A ruthless tycoon
Savage ambition has brought common-born Rhys Winterborne vast wealth and success. In business and beyond, Rhys gets exactly what he wants. And from the moment he meets the shy, aristocratic Lady Helen Ravenel, he is determined to possess her. If he must take her virtue to ensure she marries him, so much the better…
A sheltered beauty
Helen has had little contact with the glittering, cynical world of London society. Yet Rhys’s determined seduction awakens an intense mutual passion. Helen’s gentle upbringing belies a stubborn conviction that only she can tame her unruly husband. As Rhys’s enemies conspire against them, Helen must trust him with her darkest secret. The risks are unthinkable…the reward, a lifetime of incomparable bliss. And it all begins with…
Marrying Mr. Winterborne.
There are some books that are so good you wonder how the author did it. The relationship in this book was always going to be a brilliant one, as both characters were introduced in the previous book, and they were total opposites.
But it’s more than that. It’s the plotting and the timing and the subtle clues threaded throughout. It’s the way a character says something just a little odd, and then you find out chapters later there was a reason for it.
It’s the way the female characters are portrayed as complex, and it’s the way the child featured acts more like a real child than any other I can recall in romance fiction.
And it is about the hero and heroine.
My favourite Lisa Kleypas heroes are the self-made men. I have been fascinated by the relationship between Simon Hunt and Annabelle Peyton (Secrets of a Summer Night) for years, and the relationship in Marrying Winterborne is similar – yet different.
The Victorian era was about massive change, and there is no better way to illustrate that than by pairing an aristocrat with someone who rose from virtually nothing.

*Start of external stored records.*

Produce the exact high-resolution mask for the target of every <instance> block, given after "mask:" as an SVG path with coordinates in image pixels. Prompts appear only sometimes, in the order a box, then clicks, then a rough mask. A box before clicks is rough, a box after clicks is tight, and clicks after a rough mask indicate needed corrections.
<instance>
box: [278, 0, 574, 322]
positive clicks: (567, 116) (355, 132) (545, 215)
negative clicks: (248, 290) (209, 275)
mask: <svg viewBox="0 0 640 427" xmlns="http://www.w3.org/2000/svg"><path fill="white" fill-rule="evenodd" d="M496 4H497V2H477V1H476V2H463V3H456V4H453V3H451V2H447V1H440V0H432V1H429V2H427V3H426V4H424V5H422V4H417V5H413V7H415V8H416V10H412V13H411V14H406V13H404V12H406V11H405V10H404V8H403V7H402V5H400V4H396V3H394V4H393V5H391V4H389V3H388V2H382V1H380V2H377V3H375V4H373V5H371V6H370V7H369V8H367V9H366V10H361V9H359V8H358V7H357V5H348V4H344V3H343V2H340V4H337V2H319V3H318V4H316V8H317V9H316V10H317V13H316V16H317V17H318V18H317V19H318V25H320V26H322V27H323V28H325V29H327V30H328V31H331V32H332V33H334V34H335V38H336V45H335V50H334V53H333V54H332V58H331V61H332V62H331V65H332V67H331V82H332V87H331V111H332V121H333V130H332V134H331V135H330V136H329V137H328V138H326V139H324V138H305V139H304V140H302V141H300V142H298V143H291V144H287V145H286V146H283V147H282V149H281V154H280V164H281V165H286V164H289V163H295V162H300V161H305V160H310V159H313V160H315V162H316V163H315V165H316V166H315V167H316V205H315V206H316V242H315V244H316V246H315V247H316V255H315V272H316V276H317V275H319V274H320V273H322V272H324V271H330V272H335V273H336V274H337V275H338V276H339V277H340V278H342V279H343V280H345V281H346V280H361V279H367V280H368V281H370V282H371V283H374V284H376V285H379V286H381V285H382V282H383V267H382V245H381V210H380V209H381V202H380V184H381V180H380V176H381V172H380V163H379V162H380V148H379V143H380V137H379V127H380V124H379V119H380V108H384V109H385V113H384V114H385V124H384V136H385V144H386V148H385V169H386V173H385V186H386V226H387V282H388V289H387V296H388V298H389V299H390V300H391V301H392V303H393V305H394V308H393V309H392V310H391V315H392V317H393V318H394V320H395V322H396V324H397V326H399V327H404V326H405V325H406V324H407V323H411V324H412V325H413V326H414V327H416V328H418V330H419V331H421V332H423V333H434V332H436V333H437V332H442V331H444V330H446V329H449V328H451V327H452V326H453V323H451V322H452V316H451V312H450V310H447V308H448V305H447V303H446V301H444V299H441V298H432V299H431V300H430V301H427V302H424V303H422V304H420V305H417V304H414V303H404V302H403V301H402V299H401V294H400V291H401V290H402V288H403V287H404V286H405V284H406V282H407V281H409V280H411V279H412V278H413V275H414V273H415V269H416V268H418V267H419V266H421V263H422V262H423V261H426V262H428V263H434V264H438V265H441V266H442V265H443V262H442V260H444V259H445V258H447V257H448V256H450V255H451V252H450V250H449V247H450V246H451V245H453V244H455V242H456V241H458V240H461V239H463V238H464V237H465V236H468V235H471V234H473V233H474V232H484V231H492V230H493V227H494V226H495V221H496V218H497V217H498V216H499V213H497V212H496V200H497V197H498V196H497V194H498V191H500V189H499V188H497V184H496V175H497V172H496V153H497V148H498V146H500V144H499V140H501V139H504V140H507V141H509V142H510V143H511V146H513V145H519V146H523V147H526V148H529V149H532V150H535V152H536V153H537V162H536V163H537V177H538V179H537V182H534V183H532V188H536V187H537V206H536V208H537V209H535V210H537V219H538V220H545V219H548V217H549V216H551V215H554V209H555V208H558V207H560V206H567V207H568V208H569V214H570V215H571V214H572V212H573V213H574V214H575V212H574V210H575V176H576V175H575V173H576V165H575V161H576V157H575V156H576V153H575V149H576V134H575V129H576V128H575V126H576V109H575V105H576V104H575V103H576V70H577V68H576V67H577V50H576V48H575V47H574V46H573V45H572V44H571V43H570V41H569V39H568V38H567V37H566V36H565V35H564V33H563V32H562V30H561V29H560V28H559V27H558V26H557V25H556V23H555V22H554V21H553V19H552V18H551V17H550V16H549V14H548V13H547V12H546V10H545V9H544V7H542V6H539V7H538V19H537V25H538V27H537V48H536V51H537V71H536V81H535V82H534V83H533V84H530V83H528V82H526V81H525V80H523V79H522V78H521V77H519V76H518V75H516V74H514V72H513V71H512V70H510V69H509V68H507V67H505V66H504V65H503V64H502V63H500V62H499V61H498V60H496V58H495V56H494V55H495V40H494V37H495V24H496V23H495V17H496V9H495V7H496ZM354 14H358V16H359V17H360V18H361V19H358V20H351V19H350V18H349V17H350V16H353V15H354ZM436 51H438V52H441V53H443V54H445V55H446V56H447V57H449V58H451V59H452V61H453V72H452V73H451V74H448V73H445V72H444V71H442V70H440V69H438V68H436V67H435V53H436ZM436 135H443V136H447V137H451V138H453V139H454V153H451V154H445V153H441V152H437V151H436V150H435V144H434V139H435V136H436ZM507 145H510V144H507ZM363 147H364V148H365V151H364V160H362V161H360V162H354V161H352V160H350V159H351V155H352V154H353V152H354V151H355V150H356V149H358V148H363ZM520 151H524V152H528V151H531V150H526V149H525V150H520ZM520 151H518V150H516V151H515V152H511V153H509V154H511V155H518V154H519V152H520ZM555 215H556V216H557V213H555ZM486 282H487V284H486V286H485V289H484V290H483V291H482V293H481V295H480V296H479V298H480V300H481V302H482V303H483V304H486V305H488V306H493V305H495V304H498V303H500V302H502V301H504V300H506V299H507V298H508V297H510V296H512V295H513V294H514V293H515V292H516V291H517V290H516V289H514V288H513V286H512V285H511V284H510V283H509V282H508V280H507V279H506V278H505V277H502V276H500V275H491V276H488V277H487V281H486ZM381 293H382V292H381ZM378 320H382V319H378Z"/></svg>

There is a powerful relationship at the centre of this book, and it is one that will keep you turning the pages. That is THE MAIN reason to read it. Marrying Winterborne has something to it few authors can capture.
The research is also incredibly good, and – while never in-your-face – at the same time, it is astonishing. There is a reason this is my favourite time period. The rapid changes with technology, and the endlessly ingenious inventions.
One of my favourite reads. Highly recommended.